May 28 2025
Data Analytics

What Are the Benefits of Unsupervised Machine Learning and Clustering?

Industries from retail to finance are using clustering to personalize services, detect fraud, monitor equipment and improve overall efficiency.

As businesses accumulate more data, organizing it becomes progressively more complex. And because this is such an intricate undertaking, they are turning to artificial intelligence and machine learning to categorize these massive reservoirs of data.

While some organizations rely on supervised machine learning to train predictive models using labeled data, unsupervised learning is gaining traction for revealing hidden patterns and insights.

Within the domain of unsupervised machine learning is unsupervised clustering, also known as “clustering analysis,” which enables organizations to group unlabeled data into meaningful categories. Here’s what IT leaders need to know:

Click the banner below to learn how AI can solve business problems.

 

What Is Unsupervised Learning?

Unsupervised learning is a type of machine learning that uses algorithms to analyze and draw inferences from unlabeled data.
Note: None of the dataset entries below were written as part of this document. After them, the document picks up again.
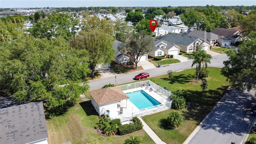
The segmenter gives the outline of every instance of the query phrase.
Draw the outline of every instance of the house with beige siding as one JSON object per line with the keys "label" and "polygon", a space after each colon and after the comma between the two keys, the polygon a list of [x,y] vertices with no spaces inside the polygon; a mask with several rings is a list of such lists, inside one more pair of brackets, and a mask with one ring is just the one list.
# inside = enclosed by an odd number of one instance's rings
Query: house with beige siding
{"label": "house with beige siding", "polygon": [[210,44],[202,38],[186,35],[172,33],[160,36],[157,39],[175,45],[180,48],[180,51],[190,53],[196,51],[197,46],[201,45],[205,50],[209,50]]}

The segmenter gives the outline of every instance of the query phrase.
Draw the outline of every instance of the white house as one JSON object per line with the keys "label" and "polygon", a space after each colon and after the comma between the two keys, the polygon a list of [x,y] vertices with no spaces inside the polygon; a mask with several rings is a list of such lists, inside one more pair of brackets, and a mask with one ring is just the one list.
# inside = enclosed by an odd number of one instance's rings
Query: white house
{"label": "white house", "polygon": [[168,30],[169,33],[183,33],[184,30],[182,28],[178,28],[175,26],[162,26],[161,28],[164,30]]}
{"label": "white house", "polygon": [[118,102],[129,98],[118,87],[102,88],[89,93],[92,96],[92,104],[99,115],[106,112],[110,116],[116,116],[118,109]]}
{"label": "white house", "polygon": [[153,32],[153,35],[154,35],[156,37],[167,35],[169,33],[167,30],[165,30],[161,28],[156,28],[155,31]]}
{"label": "white house", "polygon": [[148,55],[152,57],[164,55],[176,55],[179,54],[180,48],[174,44],[161,40],[153,39],[155,44],[154,50],[150,52]]}

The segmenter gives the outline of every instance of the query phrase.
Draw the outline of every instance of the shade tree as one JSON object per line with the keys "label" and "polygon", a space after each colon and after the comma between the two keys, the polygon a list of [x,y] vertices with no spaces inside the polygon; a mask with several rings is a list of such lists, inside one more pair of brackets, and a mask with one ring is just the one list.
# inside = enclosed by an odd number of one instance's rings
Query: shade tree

The model is not given explicit instructions on what to look for but instead is tasked with identifying patterns, structures and anomalies on its own.

“Unsupervised learning is helpful when you don’t have labels for data but still want to understand the structure and patterns within it,” says Forrester Vice President and Principal Analyst Brandon Purcell. “It allows companies to discover segments, anomalies and relationships without any human guidance.”

The most typical applications include customer segmentation, market basket analysis, recommendation systems and anomaly detection.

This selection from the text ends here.